Da quando è aumentata (almeno in apparenza) la sensibilità ambientale nella popolazione, l’industria si è adeguata. È diventata prassi abituale utilizzare marchi con il suffisso “eco”, oppure definire un prodotto “eco-friendlytout court, oppure ancora utilizzare il verde come colore dominante nei marchi. Queste tecniche è dimostrato che garantiranno una migliore penetrabilità nel mercato dei consumatori. Un esempio per tutti: l’industria dell’auto, sicuramente una delle più inquinanti…Eppure non c’è stata marca che in questi anni non abbia puntato sul “verde”, o perché produceva auto a gpl o a metano, o perché il motore riduceva le emissioni, o perché l’auto era in parte realizzata con materiali riciclabili.

Ma da qualche decennio si è anche diffuso un fenomeno più inquietante, che va sotto il nome del neologismo “greenwashing”, letteralmente “lavarsi col verde” (termine coniato nel 1990 per evidenziare questa semplice spennellata di verde di aziende come Dupont, Chevron, Bechtel). Cioè quel fenomeno in base al quale delle aziende si attribuiscono impropriamente valenze di carattere ambientale che invece non gli spetterebbero.

Il fenomeno non è ovviamente tipico del nostro paese, ma è a livello planetario, tant’è che Greenpeace ha promosso una specifica battaglia (Stopgreenwashing) per individuare e segnalare i casi agli organismi competenti.

In Italia la pratica è all’attenzione dell’Autorità Garante della Concorrenza e del Mercato, trattandosi di casi di pubblicità ingannevole. Una delle prime pronunce di condanna relative al greenwashing fu contro la Snam per il suo slogan “Il metano è natura” nel 1996. Altre sentenze seguirono, come quelle contro le acque minerali San Benedetto e Ferrarelle, o contro la Coca Cola.

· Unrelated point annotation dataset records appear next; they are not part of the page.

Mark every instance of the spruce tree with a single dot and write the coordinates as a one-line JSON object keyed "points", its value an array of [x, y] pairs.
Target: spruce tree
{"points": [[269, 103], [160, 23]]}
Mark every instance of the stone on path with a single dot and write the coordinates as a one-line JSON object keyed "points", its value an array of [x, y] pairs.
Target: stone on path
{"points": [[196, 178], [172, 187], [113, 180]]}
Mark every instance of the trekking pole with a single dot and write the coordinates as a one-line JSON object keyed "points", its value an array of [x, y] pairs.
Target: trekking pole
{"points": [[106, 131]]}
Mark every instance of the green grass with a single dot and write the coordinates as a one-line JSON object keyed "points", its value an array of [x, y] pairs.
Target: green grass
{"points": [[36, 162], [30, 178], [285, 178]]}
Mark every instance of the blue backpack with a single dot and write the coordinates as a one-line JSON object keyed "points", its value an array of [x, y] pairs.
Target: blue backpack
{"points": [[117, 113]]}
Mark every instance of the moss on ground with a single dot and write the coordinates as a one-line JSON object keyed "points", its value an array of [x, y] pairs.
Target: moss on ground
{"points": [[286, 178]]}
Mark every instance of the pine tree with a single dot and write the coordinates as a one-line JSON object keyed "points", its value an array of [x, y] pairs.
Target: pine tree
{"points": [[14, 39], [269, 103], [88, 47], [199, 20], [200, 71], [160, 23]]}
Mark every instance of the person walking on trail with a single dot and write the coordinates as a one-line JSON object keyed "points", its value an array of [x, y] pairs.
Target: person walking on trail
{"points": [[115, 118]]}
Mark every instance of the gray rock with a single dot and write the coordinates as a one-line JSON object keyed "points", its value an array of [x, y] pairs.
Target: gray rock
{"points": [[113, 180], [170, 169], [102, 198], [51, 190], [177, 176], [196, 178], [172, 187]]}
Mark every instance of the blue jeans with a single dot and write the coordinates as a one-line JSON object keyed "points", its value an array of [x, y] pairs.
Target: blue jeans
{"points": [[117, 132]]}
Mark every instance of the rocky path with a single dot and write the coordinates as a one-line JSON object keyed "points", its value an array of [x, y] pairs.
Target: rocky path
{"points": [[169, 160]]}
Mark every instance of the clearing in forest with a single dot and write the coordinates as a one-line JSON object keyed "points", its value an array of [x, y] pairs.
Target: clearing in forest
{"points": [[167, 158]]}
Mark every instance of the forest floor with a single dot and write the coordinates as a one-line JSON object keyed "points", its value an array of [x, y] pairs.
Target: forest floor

Il problema specifico è che, stante il ritorno economico che ne può avere, un’industria è forse anche disposta a rischiare una sentenza per pubblicità ingannevole: la sentenza arriverà dopo un po’ e nel frattempo nell’immaginario collettivo avrà fatto breccia l’immagine verde che l’industria si voleva dare. Il problema generale è che molte pubblicità sono sottilmente ingannevoli senza essere necessariamente sanzionabili, oppure si fanno belle di risultati in campo ambientale, quando solo una parte della loro attività o dei loro prodotti è ecocompatibile. Ad esempio un’industria alimentare che affermasse di rispettare l’ambiente perché utilizza energia da fonti rinnovabili non sarebbe sanzionabile se ciò corrisponde a verità, ma poi nei prodotti la stessa azienda usa olio di palma proveniente da deforestazioni. Ritornerò sull’argomento nel prossimo post.